La historia popular sobre el lago Titicaca cuenta que los hombres vivían felices en lo que antaño era un hermoso valle. No les faltaba nada, y el sufrimiento no habitaba sus dominios paradisíacos. Los dioses de las montañas, los Apus, protegían a los humanos y solo les estaba prohibida una cosa: subir a la cima de las montañas, donde ardía un fuego sagrado.
Pero el diablo también habitaba por aquellas tierras y no aguantaba ver toda esa felicidad. Por eso incitó una y otra vez a los hombres a que subieran hasta la cima de aquellos peñones. Los Apus sorprendieron a los habitantes escalando la ladera y fue tal su furia que soltaron a los pumas, que devoraron a toda la población, salvo una pareja, el hermoso joven Tito y la dichosa Icaca, hija de las aguas. Y ante la carnicería propiciada por los pumas, el Dios Sol, Inti, lloró durante 40 días y 40 noches, formando así el lago Titicaca, denominación finalmente tomada de los nombres de ambos amantes.
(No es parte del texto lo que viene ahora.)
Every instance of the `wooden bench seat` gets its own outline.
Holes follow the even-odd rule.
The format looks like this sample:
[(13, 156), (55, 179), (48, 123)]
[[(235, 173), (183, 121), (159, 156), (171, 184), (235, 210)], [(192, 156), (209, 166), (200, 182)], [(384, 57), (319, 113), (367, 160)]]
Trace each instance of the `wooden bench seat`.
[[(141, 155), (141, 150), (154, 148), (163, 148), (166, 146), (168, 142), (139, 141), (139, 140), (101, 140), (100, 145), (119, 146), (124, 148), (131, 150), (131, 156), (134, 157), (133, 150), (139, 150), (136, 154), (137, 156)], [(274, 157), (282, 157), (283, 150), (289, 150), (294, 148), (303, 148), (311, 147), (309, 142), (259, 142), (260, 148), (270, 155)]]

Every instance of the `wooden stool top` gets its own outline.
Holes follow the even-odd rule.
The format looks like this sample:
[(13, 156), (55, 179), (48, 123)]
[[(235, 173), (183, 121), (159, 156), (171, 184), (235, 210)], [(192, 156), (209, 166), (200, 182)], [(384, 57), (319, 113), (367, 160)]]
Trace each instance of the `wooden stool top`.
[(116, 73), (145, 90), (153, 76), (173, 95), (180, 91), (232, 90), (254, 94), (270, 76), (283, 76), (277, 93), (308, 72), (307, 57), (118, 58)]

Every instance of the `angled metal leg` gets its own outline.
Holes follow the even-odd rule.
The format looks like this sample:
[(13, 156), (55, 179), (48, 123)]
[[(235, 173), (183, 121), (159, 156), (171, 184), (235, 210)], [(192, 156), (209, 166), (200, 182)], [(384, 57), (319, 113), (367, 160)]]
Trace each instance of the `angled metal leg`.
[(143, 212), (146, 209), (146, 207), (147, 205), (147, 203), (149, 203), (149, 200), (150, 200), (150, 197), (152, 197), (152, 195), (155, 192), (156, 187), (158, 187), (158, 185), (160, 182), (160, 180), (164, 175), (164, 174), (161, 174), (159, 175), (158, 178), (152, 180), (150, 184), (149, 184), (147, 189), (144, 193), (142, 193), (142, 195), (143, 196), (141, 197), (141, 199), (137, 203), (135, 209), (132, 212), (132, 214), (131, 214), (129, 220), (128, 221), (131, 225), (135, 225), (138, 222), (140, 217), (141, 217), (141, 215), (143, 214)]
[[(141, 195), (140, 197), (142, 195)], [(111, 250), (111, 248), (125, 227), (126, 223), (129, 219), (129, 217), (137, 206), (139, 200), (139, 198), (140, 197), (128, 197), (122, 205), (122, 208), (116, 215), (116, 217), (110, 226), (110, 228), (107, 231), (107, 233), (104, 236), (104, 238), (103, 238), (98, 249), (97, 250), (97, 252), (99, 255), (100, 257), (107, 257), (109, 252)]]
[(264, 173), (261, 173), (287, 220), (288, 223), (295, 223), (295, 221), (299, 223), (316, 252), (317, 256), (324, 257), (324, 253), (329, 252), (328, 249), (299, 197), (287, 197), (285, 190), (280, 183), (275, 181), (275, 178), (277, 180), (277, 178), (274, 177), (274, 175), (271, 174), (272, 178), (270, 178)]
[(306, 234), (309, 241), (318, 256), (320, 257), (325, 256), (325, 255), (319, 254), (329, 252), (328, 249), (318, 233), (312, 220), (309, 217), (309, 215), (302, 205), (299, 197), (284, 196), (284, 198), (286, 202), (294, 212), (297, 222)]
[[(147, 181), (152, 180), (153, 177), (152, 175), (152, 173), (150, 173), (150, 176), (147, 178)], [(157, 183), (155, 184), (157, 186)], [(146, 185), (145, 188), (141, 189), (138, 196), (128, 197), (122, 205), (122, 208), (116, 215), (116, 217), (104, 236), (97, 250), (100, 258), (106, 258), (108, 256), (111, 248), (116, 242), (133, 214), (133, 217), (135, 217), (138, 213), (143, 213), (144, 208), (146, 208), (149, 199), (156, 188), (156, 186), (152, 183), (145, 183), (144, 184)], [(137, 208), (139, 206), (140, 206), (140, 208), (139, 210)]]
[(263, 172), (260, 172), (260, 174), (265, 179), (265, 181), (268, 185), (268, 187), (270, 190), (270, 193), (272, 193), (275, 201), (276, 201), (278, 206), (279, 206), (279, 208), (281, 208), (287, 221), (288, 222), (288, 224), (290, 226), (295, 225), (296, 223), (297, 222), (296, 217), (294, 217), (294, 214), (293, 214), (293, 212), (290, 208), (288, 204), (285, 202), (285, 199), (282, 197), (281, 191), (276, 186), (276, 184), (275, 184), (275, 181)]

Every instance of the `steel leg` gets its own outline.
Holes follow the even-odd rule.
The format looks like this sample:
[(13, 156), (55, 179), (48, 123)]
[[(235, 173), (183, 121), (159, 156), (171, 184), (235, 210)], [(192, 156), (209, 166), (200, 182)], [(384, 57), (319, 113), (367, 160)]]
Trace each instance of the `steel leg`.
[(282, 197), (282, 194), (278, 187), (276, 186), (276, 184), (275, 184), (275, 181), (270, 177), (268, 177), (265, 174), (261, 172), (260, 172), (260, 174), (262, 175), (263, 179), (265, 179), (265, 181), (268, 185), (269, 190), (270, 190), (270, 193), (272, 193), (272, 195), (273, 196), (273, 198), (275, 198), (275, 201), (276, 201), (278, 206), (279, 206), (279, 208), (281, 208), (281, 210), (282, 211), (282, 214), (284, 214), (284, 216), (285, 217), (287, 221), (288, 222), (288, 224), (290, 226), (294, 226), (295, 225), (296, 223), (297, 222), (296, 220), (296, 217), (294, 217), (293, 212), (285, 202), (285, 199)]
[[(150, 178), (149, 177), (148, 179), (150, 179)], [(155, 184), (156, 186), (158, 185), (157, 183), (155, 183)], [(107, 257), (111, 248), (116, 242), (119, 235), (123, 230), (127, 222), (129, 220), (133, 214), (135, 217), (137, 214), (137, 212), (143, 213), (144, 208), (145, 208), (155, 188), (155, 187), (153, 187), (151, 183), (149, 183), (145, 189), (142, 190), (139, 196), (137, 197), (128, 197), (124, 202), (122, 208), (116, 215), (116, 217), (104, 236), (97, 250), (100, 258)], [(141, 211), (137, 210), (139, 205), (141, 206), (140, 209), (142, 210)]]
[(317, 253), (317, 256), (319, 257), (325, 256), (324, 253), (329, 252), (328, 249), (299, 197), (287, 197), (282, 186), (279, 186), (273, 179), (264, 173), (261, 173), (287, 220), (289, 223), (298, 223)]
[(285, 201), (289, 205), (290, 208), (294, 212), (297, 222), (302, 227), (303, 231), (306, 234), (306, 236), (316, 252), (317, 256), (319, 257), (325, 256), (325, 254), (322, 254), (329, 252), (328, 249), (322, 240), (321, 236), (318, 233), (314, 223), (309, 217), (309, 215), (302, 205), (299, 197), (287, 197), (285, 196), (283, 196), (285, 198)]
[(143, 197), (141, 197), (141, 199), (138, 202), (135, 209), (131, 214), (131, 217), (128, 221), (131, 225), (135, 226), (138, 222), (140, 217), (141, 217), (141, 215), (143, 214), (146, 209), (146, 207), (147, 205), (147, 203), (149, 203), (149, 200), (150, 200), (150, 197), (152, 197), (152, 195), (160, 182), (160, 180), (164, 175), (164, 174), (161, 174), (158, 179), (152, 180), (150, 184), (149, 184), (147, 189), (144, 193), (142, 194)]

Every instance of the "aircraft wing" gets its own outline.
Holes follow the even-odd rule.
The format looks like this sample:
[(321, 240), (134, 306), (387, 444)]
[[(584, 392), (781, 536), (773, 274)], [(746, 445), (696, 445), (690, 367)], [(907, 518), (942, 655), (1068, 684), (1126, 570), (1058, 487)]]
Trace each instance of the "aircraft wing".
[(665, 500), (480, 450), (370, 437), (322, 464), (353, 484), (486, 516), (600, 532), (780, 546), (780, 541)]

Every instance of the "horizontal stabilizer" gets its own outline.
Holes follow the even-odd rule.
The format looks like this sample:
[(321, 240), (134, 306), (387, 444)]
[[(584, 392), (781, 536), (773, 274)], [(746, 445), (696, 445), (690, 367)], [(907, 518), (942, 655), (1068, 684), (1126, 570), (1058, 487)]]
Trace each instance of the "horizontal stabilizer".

Sagrado para las culturas andinas, este gran estuario compartido por Perú y Bolivia cría diversas variedades de peces, entre los que destacan el suche, el ispi, el karachi y la gran reina entre todas, la trucha. Pero el umbral de este pescado, a diferencia de lo que comúnmente se cree, se sitúa en aguas frías y limpias de ríos y lagos distribuidos a lo largo de Norteamérica, el norte de Asia y Europa, el cual fue introducido a Sudamérica a principios del siglo XX por pescadores aficionados, desplazando a los peces autóctonos. Pero ¿por qué es la elegida entre las otras especies? Según la página gastronómica Cookpad, existen al menos 168 formas diferentes de preparar el manjar en el mundo, desde las más extravagantes hasta las más sencillas, como el papillot de trucha ahumada con zapallo criollo, los ravioles de trucha a la puentes con sello en salsa de caviar, los canapés de trucha asalmonada marinada y hasta el original helado de trucha ahumada.
Ya en nuestro contexto cercano, la trucha del Titicaca ofrece al menos una docena de platos con el ingrediente de carne rosada. Ya sea en la avenida Costanera que bordea el lago, o en los restaurantes del pueblo de Copacabana, la diversidad es amplia y generosa. Una de las sibaritas con mayor trayectoria entre los puestos con vista al gran charco es Gladys Poma, quien atiende 31 años en el negocio bautizado como Teresita en honor a su primogénita. “Tenía 26 años y cuando me vine a instalar aquí no existían estos puestitos, veníamos con nuestras ollas, el anafe y unos bancos para atender a nuestros clientes”.
El primer plato que ofrecía Gladys, lo recuerda muy bien, era la trucha frita acompañada simplemente de mote y chuño, “que es la manera tradicional de cómo lo servían antes, eso más ají amarillo”, explica.
Con el transcurrir del tiempo se instalaron más “puesteras”, lo que obligó a las primerizas del lugar a variar su oferta culinaria. Entonces apareció la trucha al limón, que reemplazó el chuño y mote por arroz, papa y ensalada. A fines del siglo pasado, una legión de extranjeros decidió echar anclas en el destino turístico, montando, además, una serie de negocios relacionados a la industria hotelera y gastronómica, que influyeron en gran medida entre las “caseritas” de mandil blanco y manos sacrificadas. Fue así como Gladys y las suyas innovaron sus ofertas, influenciadas por el fino gusto que empezaba a preguntar por el afamado platillo.
Entonces surgieron la trucha a la tomatada, al ajo, a la plancha con puré, a la criolla, al vapor, a la napolitana con espagueti, a la romana, a la mantequilla, a la diabla, a la francesa y chicharrón de trucha con ensalada. “Algunos platos nacieron por creatividad de algunas cocineras, como la trucha a la diabla, que es con chorrellana y locoto como para revivir a un muerto”, señala la propietaria de Teresita. “Cualquiera de estos platos cuesta 25 bolivianos y se aconseja acompañarlos con un refresco sabor papaya, aunque hay otros que prefieren cervecita fría”. Ella y sus cerca de 20 colegas atienden de lunes a domingo hasta apenas entrada la tarde. Muchos de sus clientes aseguran viajar hasta allí motivados por el manjar que se alistan a consumir, aunque la indecisión los invade. Y es que todos los platillos auguran placer para sus paladares.